Files
Charon/docs/plans/archive/dod_remediation_spec.md
2026-02-19 16:34:10 +00:00

12 KiB

Definition of Done Remediation Plan

1. Introduction

Overview

This plan remediates Definition of Done (DoD) blockers identified in QA validation for the Notifications changes. It prioritizes the High severity Docker image vulnerability, restores frontend coverage to the 88% gate (with branch focus), resolves linting failures, and re-runs inconclusive checks to reach a clean DoD pass.

Objectives

  • Eliminate the GHSA-69x3-g4r3-p962 vulnerability in the runtime image.
  • Restore frontend coverage to >=88% across lines, statements, functions, and branches.
  • Fix markdownlint and hadolint failures.
  • Re-run TypeScript and pre-commit checks with clean output capture.

Scope

  • Backend dependency graph inspection for nebula source.
  • Frontend test coverage targeting Notifications changes.
  • Dockerfile lint compliance fixes.
  • Markdown table formatting fixes.
  • DoD validation re-runs.

2. Research Findings

QA Report Summary

  • Docker image scan failed with GHSA-69x3-g4r3-p962 in github.com/slackhq/nebula@v1.9.7 (fixed in v1.10.3).
  • Frontend coverage below 88% (branches 78.78%).
  • Markdownlint failure in tests README table formatting.
  • Hadolint failures: DL3059 and SC2012.
  • TypeScript and pre-commit checks inconclusive.

Repository Evidence

Known Contextual Signals

  • Prior security report indicates nebula was patched to 1.10.3 for a different CVE, but the current image scan still detects 1.9.7. This suggests image build steps might be pulling a separate older version during Caddy or CrowdSec build stages.

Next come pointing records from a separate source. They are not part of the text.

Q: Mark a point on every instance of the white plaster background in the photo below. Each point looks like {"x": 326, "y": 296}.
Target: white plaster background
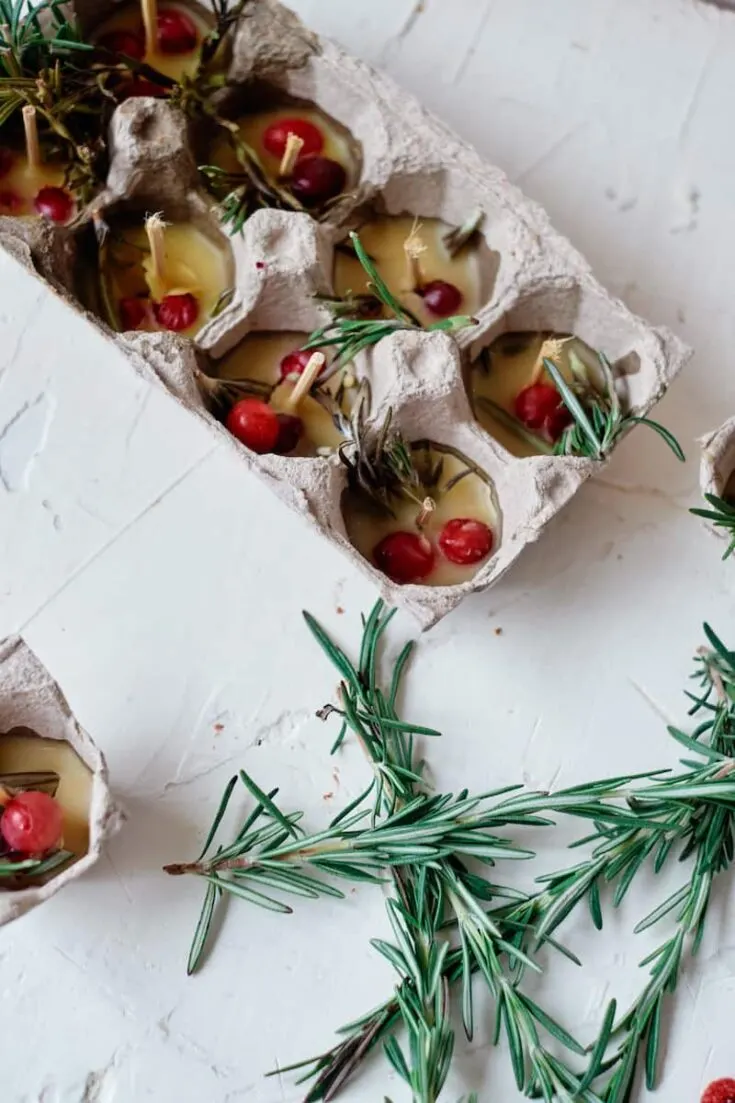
{"x": 162, "y": 586}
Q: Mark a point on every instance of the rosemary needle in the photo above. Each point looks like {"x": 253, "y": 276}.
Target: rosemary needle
{"x": 722, "y": 515}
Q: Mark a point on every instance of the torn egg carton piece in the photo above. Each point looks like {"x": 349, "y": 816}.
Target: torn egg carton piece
{"x": 32, "y": 703}
{"x": 717, "y": 466}
{"x": 529, "y": 277}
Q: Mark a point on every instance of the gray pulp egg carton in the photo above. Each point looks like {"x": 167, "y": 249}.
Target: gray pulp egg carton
{"x": 31, "y": 702}
{"x": 717, "y": 464}
{"x": 411, "y": 163}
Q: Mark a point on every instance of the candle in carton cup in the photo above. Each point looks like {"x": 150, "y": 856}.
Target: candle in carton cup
{"x": 22, "y": 752}
{"x": 166, "y": 35}
{"x": 513, "y": 375}
{"x": 470, "y": 500}
{"x": 259, "y": 357}
{"x": 299, "y": 148}
{"x": 162, "y": 276}
{"x": 32, "y": 186}
{"x": 412, "y": 257}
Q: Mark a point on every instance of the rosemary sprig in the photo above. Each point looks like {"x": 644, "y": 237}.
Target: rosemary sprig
{"x": 722, "y": 515}
{"x": 599, "y": 420}
{"x": 270, "y": 849}
{"x": 350, "y": 335}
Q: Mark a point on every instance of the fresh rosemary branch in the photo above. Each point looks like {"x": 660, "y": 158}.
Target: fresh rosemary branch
{"x": 458, "y": 901}
{"x": 270, "y": 850}
{"x": 349, "y": 335}
{"x": 688, "y": 813}
{"x": 599, "y": 421}
{"x": 722, "y": 515}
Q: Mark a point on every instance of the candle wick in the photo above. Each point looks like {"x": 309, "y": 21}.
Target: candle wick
{"x": 149, "y": 11}
{"x": 291, "y": 153}
{"x": 32, "y": 143}
{"x": 428, "y": 505}
{"x": 306, "y": 379}
{"x": 414, "y": 248}
{"x": 552, "y": 349}
{"x": 156, "y": 234}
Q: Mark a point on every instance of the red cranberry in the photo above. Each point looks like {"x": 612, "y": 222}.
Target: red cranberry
{"x": 124, "y": 42}
{"x": 132, "y": 312}
{"x": 405, "y": 557}
{"x": 295, "y": 363}
{"x": 31, "y": 823}
{"x": 557, "y": 421}
{"x": 275, "y": 138}
{"x": 177, "y": 312}
{"x": 177, "y": 32}
{"x": 465, "y": 541}
{"x": 255, "y": 425}
{"x": 10, "y": 202}
{"x": 534, "y": 405}
{"x": 720, "y": 1091}
{"x": 441, "y": 299}
{"x": 317, "y": 179}
{"x": 141, "y": 86}
{"x": 7, "y": 161}
{"x": 290, "y": 430}
{"x": 54, "y": 203}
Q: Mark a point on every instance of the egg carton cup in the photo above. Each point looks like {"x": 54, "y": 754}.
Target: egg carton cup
{"x": 30, "y": 699}
{"x": 717, "y": 464}
{"x": 411, "y": 163}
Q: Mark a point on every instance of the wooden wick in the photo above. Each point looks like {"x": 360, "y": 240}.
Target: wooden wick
{"x": 428, "y": 505}
{"x": 156, "y": 234}
{"x": 149, "y": 11}
{"x": 414, "y": 249}
{"x": 291, "y": 153}
{"x": 552, "y": 349}
{"x": 32, "y": 145}
{"x": 306, "y": 379}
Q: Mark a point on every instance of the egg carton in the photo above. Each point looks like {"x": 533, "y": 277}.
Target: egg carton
{"x": 411, "y": 163}
{"x": 717, "y": 464}
{"x": 30, "y": 699}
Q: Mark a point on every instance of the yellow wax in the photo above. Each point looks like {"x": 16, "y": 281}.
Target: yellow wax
{"x": 383, "y": 238}
{"x": 172, "y": 65}
{"x": 258, "y": 357}
{"x": 252, "y": 128}
{"x": 194, "y": 265}
{"x": 22, "y": 183}
{"x": 470, "y": 498}
{"x": 27, "y": 752}
{"x": 513, "y": 360}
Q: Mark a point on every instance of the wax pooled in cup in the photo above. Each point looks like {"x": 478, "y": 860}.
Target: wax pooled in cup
{"x": 323, "y": 161}
{"x": 172, "y": 44}
{"x": 443, "y": 544}
{"x": 180, "y": 296}
{"x": 513, "y": 396}
{"x": 433, "y": 285}
{"x": 275, "y": 361}
{"x": 33, "y": 190}
{"x": 21, "y": 752}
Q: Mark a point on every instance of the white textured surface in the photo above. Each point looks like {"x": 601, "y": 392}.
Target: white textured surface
{"x": 158, "y": 581}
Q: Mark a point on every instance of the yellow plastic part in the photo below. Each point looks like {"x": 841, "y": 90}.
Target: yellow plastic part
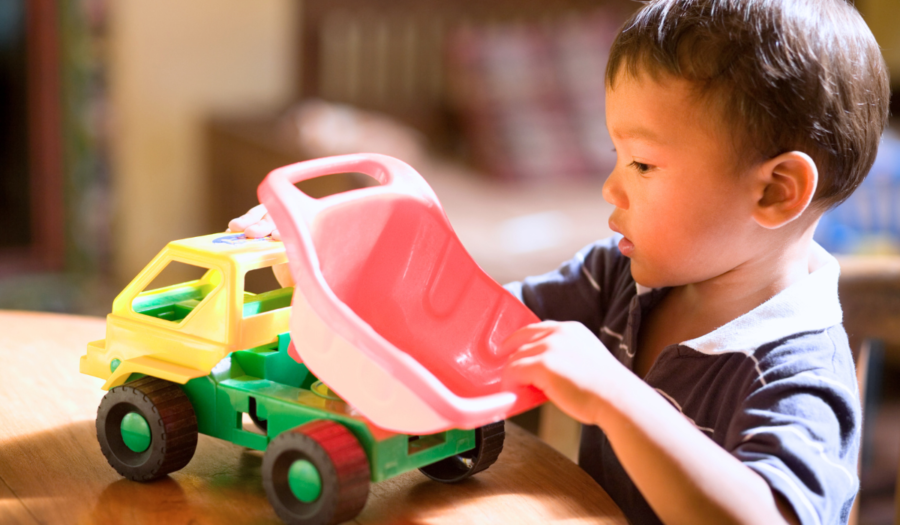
{"x": 216, "y": 325}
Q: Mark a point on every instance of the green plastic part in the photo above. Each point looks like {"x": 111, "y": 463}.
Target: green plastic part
{"x": 172, "y": 303}
{"x": 305, "y": 481}
{"x": 268, "y": 301}
{"x": 280, "y": 391}
{"x": 135, "y": 432}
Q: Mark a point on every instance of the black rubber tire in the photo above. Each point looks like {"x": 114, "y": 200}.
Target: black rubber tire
{"x": 173, "y": 428}
{"x": 488, "y": 445}
{"x": 342, "y": 465}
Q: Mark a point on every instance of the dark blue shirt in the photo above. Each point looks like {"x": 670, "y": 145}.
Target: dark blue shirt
{"x": 775, "y": 387}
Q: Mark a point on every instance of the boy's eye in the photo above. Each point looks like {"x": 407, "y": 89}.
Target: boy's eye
{"x": 639, "y": 166}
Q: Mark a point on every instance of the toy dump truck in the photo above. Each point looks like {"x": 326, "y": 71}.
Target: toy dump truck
{"x": 196, "y": 356}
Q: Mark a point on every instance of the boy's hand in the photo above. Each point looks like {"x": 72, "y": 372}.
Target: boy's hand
{"x": 567, "y": 362}
{"x": 255, "y": 223}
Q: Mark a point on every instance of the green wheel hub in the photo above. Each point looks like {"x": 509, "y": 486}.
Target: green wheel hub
{"x": 305, "y": 481}
{"x": 136, "y": 432}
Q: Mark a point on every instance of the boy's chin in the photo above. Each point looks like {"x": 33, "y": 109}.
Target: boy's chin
{"x": 646, "y": 279}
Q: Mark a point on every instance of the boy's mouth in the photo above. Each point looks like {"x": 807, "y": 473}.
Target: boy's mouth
{"x": 625, "y": 244}
{"x": 626, "y": 247}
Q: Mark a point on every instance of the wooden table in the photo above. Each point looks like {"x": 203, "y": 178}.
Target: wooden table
{"x": 52, "y": 471}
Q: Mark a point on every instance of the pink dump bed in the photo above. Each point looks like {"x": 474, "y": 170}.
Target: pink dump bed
{"x": 413, "y": 325}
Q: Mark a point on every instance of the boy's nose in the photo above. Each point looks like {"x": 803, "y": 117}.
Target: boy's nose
{"x": 613, "y": 192}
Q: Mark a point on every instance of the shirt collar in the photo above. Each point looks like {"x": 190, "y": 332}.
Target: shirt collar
{"x": 810, "y": 304}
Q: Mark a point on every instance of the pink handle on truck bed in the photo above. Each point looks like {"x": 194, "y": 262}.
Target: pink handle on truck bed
{"x": 393, "y": 314}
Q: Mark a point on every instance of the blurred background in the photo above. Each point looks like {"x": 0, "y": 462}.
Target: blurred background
{"x": 128, "y": 124}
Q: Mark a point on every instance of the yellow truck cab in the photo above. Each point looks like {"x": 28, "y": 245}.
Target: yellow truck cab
{"x": 196, "y": 357}
{"x": 181, "y": 331}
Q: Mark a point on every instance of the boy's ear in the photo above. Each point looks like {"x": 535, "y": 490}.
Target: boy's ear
{"x": 784, "y": 188}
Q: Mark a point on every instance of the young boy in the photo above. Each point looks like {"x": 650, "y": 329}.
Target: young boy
{"x": 703, "y": 348}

3. Technical Specifications

3.1 EARS Requirements (DoD Remediation)

  • WHEN the runtime image is scanned, THE SYSTEM SHALL report zero HIGH or CRITICAL vulnerabilities.
  • WHEN frontend coverage is executed, THE SYSTEM SHALL report at least 88% for lines, statements, functions, and branches.
  • WHEN markdownlint runs, THE SYSTEM SHALL report zero lint errors.
  • WHEN hadolint runs, THE SYSTEM SHALL report zero DL3059 or SC2012 findings.
  • WHEN TypeScript checks and pre-commit hooks are executed, THE SYSTEM SHALL report PASS with complete output.

3.2 Dependency Remediation Strategy (Nebula)

  • Identify the actual module path pulling github.com/slackhq/nebula@v1.9.7 by inspecting all build-stage module graphs, with priority on Caddy and CrowdSec build stages.
  • Upgrade the dependency at the source module to v1.10.3 or later and regenerate module sums.
  • Rebuild the Docker image and confirm the fix via a container scan (Grype/Trivy).

3.3 Frontend Coverage Strategy

  • Use the coverage report to pinpoint missing lines/branches in the Notifications flow.
  • Add Vitest unit tests for Notifications.tsx that cover URL validation branches (invalid protocol, malformed URL, empty allowed), update indicator timer behavior, and form reset state.
  • Target frontend unit test files (e.g., frontend/src/pages/__tests__/Notifications.test.tsx) and related helpers; do not rely on Playwright E2E for coverage gates.
  • Ensure coverage is verified through the standard coverage task for frontend.
  • Note: E2E tests verify behavior but do not contribute to Vitest coverage gates.

3.4 Lint Fix Strategy

  • Markdownlint: correct table spacing (align column pipes consistently).
  • Hadolint:
    • DL3059: consolidate consecutive RUN steps in affected stages where possible.
    • SC2012: replace ls -la usages with stat or test -e for deterministic existence checks.

3.5 Validation Strategy

  • Re-run TypeScript check and pre-commit hooks with clean capture.
  • Re-run full DoD sequence (E2E already passing for notifications).

4. Implementation Plan

Phase 1: High-Priority Nebula Upgrade (P0)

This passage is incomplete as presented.